Wasting contributes to poor treatment outcomes in children with cancer, especially in low-resource settings. In these settings, there is inadequate routine, systematic assessment of the wasting status of children with cancer. Wasting is diagnosed based on visual evidence, with a subjective bias for recognition.
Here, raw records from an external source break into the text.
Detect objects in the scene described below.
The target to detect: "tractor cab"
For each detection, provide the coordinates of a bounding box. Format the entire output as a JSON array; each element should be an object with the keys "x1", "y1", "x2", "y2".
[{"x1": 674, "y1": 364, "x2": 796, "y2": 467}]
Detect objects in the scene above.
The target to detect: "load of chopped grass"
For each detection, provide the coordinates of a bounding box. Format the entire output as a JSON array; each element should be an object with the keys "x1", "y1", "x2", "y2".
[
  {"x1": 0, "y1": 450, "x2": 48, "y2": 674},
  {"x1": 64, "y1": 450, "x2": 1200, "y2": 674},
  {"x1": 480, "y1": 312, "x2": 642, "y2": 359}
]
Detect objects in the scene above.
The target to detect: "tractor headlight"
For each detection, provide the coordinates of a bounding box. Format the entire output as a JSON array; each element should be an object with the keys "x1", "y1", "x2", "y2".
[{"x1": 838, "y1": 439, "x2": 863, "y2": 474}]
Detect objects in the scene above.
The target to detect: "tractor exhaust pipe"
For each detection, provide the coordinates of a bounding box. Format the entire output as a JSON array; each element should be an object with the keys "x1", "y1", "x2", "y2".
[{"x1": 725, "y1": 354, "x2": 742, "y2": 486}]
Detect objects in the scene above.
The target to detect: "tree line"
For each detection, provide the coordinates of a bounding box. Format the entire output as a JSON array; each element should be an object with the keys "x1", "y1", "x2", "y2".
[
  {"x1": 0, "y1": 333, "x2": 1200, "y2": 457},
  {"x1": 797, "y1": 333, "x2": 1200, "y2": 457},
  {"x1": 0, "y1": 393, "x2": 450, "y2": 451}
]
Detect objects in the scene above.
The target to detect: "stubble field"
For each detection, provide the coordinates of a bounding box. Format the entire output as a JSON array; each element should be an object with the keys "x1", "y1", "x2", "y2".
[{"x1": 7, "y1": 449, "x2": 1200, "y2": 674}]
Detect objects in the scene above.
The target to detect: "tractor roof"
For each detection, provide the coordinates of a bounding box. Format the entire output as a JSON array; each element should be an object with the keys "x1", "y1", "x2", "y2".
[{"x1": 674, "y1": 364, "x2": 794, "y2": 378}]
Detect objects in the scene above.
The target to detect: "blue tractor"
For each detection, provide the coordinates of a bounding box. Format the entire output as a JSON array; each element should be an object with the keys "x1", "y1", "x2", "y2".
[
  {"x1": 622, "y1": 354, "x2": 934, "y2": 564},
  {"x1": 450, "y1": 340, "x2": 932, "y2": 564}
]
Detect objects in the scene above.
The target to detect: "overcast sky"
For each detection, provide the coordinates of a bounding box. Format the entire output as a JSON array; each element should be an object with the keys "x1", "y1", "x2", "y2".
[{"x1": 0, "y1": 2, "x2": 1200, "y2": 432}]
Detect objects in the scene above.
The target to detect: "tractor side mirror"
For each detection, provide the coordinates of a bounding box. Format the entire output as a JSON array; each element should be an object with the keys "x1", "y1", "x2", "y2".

This study determined the prevalence of wasting at diagnosis among children with cancer at the Uganda Cancer Institute (UCI) and the diagnostic accuracy of "visible wasting" in identifying children with wasting as measured by anthropometric indices, and identified predictors of 6-months negative outcomes.

METHODS

We assessed the wasting status at diagnosis, diagnostic accuracy of visible wasting, and 6-month outcomes of children newly diagnosed with cancer at the UCI (both ambulatory and hospitalized) between April 2022 and March 2023. Data were analyzed using SPSS version 26. Descriptive, bivariate, multivariate, and survival analyses were performed as appropriate. Statistical significance was determined at P-value<0.05.

RESULTS

One hundred forty-four children with cancer, with a median age of 10.0 years (interquartile range [IQR] 4.0-14.0 years), were included. The majority, 89 (61.8%), had solid tumor, whereas 55 (38.2%) had hemato-lymphoid malignancies. Thirty-two (22.2%) of the participants had visible wasting, and 57 (39.6%) were wasted based on anthropometric measurements, 32 (56.1%) of whom showed no visible wasting. Visible wasting had a low sensitivity of 43.9% (95% CI 30.7-57.6) - ROC 0.32 (95% CI 0.23-0.42), with a false negative rate of 56.1%. Overall, visible wasting missed up to 80.6% (25/31) of children with moderate wasting and 26.9% (7/26) with severe wasting. Twenty-one (14.6%) of the patients died, 8 (38.1%) of whom were deemed to be wasted, and 15 (71.4%) had anthropometrically-defined wasting. Neutropenia occurred in 20.8% (n = 30) of the participants and sepsis in 13.9% (n = 20). In univariate analyses, wasted patients were more likely to develop neutropenia (OR 3.63; 95% CI 1.56-8.42; p = 0.003), sepsis (OR 4.50; 95% CI 1.65-12.29; p = 0.003), and die (OR 3.08; 95% CI 1.15-8.28; p = 0.026).

CONCLUSION

Wasting at diagnosis is a common problem among children with cancer in this resource-limited setting and is associated with increased risks of neutropenia, sepsis, and mortality. Reliance on visible wasting as a marker for wasting misses other wasted children, some of who may be malnourished and at risk of poor outcome. For accurate categorization of wasting, all patients should undergo a standard anthropometric evaluation.